Reverse Engineering Evernote Penultimate (or: When is a picture not a picture?)

In this post Alex Caithness takes a look at “Penultimate” on the iPad and discovers that a picture paints a thousand words… but only once you work out how that picture is stored.

Recently we came up against an iPad note-taking application by the name of “Penultimate”. As a user it’s actually really quite a nice app to use: you can create multiple “notebooks” each with as many pages as you require on which you can jot down notes, draw diagrams or just doodle with a stylus or your finger. For a user it’s nice, simple and intuitive, for an intrepid forensic analyst, it’s not quite as straight-forward…
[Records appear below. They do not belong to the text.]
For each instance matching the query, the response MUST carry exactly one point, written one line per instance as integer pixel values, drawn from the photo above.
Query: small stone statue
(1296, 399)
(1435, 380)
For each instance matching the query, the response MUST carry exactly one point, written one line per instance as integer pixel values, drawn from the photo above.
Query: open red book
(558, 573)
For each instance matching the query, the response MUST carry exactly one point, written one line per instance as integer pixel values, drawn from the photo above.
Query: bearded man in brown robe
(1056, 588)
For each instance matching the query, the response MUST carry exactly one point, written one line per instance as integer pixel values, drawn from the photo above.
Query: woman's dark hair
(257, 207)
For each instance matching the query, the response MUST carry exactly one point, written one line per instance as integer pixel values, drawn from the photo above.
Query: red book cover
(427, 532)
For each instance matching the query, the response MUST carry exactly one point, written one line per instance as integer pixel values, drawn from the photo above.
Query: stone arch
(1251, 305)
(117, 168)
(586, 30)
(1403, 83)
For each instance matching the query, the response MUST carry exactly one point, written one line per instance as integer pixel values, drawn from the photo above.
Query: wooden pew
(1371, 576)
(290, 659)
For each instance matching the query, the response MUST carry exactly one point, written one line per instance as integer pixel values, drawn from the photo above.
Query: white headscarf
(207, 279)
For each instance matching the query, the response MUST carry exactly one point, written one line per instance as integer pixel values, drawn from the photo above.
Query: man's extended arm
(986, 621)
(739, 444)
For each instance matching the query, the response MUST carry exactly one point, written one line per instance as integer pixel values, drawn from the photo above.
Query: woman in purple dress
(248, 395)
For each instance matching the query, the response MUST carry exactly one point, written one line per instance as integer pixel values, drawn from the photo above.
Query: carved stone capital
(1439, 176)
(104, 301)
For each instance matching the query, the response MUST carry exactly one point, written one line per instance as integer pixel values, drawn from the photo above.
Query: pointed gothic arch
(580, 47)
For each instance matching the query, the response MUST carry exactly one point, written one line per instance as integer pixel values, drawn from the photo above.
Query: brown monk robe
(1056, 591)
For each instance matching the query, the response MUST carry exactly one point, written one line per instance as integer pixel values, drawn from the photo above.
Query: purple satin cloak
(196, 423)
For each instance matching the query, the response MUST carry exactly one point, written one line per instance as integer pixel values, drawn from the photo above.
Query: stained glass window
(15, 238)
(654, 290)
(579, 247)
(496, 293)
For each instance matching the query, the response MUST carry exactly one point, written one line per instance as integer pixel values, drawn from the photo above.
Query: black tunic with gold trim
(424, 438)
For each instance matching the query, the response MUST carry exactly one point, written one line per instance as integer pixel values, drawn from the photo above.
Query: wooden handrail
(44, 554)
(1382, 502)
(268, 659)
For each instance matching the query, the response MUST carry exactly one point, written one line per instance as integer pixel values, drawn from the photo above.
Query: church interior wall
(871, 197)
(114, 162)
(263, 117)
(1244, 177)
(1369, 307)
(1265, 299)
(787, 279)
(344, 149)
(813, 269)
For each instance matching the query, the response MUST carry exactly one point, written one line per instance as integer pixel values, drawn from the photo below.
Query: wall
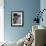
(30, 7)
(43, 6)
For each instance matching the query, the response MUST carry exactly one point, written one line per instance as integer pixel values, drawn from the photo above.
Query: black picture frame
(17, 18)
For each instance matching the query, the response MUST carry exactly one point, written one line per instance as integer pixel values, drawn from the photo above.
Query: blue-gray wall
(30, 7)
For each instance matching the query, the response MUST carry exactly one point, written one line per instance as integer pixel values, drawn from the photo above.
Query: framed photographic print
(17, 18)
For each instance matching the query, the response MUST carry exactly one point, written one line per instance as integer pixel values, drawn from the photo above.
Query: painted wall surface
(43, 6)
(30, 7)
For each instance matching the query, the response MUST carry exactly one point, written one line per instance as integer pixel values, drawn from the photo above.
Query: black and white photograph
(17, 18)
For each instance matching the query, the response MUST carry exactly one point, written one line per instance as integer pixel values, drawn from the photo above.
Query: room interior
(16, 36)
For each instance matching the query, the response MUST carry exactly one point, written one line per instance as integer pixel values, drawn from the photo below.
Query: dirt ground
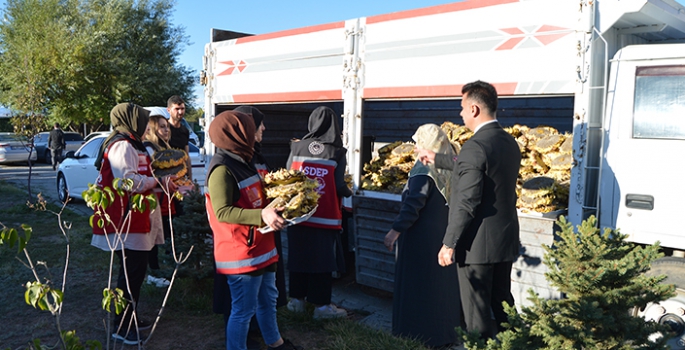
(176, 329)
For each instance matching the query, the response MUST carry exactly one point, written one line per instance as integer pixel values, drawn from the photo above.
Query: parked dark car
(73, 140)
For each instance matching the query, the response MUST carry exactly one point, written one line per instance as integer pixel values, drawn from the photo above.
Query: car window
(91, 148)
(72, 137)
(7, 137)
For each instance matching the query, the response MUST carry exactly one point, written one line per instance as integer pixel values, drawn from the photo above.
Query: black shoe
(287, 345)
(144, 325)
(130, 338)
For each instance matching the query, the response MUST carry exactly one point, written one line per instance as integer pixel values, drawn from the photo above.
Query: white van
(163, 112)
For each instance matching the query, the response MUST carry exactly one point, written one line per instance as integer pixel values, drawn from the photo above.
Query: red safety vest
(139, 222)
(240, 249)
(328, 215)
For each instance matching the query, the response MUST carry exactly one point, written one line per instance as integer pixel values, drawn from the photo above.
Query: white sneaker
(329, 311)
(296, 305)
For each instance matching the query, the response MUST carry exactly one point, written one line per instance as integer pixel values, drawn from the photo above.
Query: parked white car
(77, 170)
(73, 141)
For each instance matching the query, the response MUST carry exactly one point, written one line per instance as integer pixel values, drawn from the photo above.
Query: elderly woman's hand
(425, 156)
(390, 239)
(273, 218)
(168, 183)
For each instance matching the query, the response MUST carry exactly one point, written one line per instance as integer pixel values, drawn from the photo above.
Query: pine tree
(602, 277)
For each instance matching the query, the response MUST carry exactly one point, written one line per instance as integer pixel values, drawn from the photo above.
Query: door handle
(639, 201)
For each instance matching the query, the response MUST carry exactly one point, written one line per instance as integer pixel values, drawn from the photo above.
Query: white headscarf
(433, 138)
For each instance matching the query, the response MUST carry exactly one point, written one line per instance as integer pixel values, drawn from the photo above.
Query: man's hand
(446, 256)
(390, 239)
(425, 156)
(271, 217)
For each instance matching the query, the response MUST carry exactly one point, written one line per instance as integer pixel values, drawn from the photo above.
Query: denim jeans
(252, 295)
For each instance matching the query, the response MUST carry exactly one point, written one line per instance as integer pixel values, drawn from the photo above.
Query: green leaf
(28, 231)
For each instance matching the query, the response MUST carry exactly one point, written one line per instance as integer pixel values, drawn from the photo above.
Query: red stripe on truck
(291, 32)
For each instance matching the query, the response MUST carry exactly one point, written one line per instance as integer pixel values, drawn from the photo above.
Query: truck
(610, 72)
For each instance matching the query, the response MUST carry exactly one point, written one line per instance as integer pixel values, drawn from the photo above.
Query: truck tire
(672, 311)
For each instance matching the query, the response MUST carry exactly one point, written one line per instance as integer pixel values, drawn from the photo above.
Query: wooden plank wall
(373, 218)
(375, 266)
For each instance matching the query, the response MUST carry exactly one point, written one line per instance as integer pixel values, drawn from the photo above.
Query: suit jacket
(56, 139)
(483, 223)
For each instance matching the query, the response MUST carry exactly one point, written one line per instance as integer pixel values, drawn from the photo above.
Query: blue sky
(266, 16)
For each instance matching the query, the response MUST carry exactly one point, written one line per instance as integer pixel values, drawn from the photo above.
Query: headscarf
(233, 132)
(433, 138)
(257, 117)
(130, 120)
(324, 127)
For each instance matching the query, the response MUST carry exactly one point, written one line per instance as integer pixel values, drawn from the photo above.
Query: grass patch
(189, 303)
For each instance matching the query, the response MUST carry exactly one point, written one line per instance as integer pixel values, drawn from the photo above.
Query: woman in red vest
(236, 204)
(312, 245)
(156, 139)
(130, 234)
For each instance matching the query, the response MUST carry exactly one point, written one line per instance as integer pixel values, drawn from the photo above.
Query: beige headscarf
(433, 138)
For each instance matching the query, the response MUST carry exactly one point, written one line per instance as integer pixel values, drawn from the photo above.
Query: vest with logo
(318, 161)
(162, 198)
(238, 248)
(135, 223)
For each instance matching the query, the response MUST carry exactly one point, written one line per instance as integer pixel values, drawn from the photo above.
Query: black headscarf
(258, 118)
(324, 127)
(129, 121)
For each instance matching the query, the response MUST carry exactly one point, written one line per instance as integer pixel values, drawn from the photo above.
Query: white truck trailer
(611, 72)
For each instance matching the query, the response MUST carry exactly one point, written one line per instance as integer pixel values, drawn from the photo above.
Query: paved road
(42, 181)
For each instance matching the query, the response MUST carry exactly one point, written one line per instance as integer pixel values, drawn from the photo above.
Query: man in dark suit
(482, 235)
(56, 144)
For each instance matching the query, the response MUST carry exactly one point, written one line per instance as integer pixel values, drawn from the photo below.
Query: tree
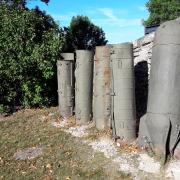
(30, 43)
(161, 11)
(83, 34)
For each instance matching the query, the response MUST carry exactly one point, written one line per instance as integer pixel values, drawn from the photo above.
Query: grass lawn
(64, 157)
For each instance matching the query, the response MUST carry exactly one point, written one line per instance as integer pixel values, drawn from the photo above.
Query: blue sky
(121, 20)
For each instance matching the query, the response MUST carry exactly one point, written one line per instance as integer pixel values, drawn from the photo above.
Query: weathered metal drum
(65, 84)
(123, 91)
(162, 121)
(83, 86)
(101, 90)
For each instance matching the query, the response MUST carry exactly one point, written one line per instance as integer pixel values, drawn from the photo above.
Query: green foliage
(30, 42)
(161, 11)
(83, 34)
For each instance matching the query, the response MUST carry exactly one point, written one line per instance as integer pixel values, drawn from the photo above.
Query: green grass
(64, 157)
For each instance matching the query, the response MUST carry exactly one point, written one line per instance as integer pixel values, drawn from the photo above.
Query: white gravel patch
(104, 145)
(78, 131)
(173, 170)
(148, 164)
(60, 124)
(126, 163)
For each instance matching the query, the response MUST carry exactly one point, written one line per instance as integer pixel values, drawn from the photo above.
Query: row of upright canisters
(104, 88)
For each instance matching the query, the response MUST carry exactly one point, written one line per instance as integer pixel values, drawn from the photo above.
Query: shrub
(30, 43)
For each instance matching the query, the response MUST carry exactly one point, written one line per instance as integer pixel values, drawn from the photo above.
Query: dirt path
(67, 151)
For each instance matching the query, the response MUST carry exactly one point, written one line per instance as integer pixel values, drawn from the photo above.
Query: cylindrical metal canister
(101, 90)
(65, 84)
(162, 118)
(123, 91)
(83, 86)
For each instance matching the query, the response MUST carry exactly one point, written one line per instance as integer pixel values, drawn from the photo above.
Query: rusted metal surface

Penultimate Hello World Screenshot

Penultimate Screenshot

After installing the application on a test iPad, creating a couple of notebooks and having a doodle in each of them, I performed an extraction of the device. Poking through the application’s folder, this is the layout of the files which we can acquire with a backup-style acquisition:

com.cocoabox.penultimate
└───Library
 ├───Preferences
 │     com.cocoabox.penultimate.plist
 │ 
 └───Private Documents
 │     notebookList
 │ 
 └───notebooks
 │     notebookListBackup
 │ 
 ├───23FDA4FF-CE5E-4353-8D9A-B0C3E3E8AAE7
 │     100F53F2-BD1F-4046-8104-714E42264DAE
 │ 
 └───DD47D226-0CB3-460F-A0F9-3A7E2A795B3D
       BBDC9CD6-2685-4AFF-BCB4-D370F975A3F1
       BEB76173-1F62-472B-B0DC-F69EF039A59F
       C1766626-9BD2-44F9-A2DD-D7C4F23367A8

Now, ideally what we’d liked to have seen at this point are some image files, a nice friendly JPEG, GIF or PNG or two would have been just lovely. But no, it’s not going to be that easy (and, in fairness, if it had been I wouldn’t be bothering with this blog would I?).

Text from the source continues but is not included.